The urinary metabolites of DINCH® have an impact on the activities of the human nuclear receptors ERα, ERβ, AR, PPARα and PPARγ

• Published in: Toxicology letters Vol. 287; pp. 83 - 91
• Main Authors: Engel, Anika, Buhrke, Thorsten, Kasper, Stefanie, Behr, Anne-Cathrin, Braeuning, Albert, Jessel, Sönke, Seidel, Albrecht, Völkel, Wolfgang, Lampen, Alfonso
• Format: Journal Article
• Language: English
• Published: Netherlands Elsevier B.V 01.05.2018
• Subjects: Androgen receptor; DINCH; Estrogen receptor; PPAR activation; Steroidogenesis; Estrogen receptor; PPAR activation; Steroidogenesis; DINCH; Androgen receptor; DINCH(®)

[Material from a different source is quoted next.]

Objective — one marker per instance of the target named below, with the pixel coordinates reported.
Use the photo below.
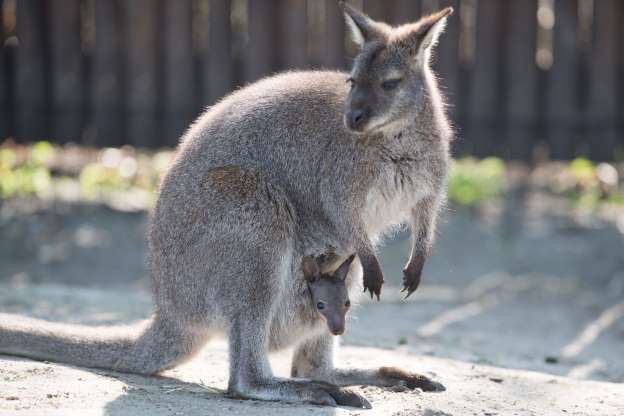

• ISSN: 0378-4274; 1879-3169; 1879-3169
• DOI: 10.1016/j.toxlet.2018.02.006

•DINCH® does not activate the human hormone receptors ERα, ERβ and AR.•DINCH® metabolites stimulate ERα,ERβ and AR activity.•DINCH® metabolites activate the nuclear receptors PPARα and PPARγ.•DINCH® and its metabolites exert different molecular biological activities. DINCH® (di-isononyl cyclohexane-1,2-dicarboxylate) is a non-phthalate plasticizer that has been developed to replace phthalate plasticizers such as DEHP (di-2-ethylhexyl phthalate) or DINP (di-isononyl phthalate). DINCH® is metabolized to its corresponding monoester and subsequently to oxidized monoester derivatives. These are conjugated to glucuronic acid and subject to urinary excretion. In contrast to DINCH®, there are almost no toxicological data available regarding its primary and secondary metabolites. The present study aimed at the characterization of potential endocrine properties of DINCH® and five DINCH® metabolites by using reporter gene assays to monitor the activity of the human nuclear receptors ERα, ERβ, AR, PPARα and PPARγ in vitro. DINCH® itself did not have any effect on the activity of these receptors whereas DINCH® metabolites were shown to activate all these receptors. In the case of AR, DINCH® metabolites predominantly enhanced dihydrotestosterone-stimulated AR activity. In the H295R steroidogenesis assay, neither DINCH® nor any of its metabolites affected estradiol or testosterone synthesis. In conclusion, primary and secondary DINCH® metabolites exert different effects at the molecular level compared to DINCH® itself. All these in vitro effects of DINCH® metabolites, however, were only observed at high concentrations such as 10 μM or above which is about three orders of magnitude above reported DINCH® metabolite concentrations in human urine. Thus, the in vitro data do not support the notion that DINCH® or any of the investigated metabolites may exert considerable endocrine effects in vivo at relevant human exposure levels.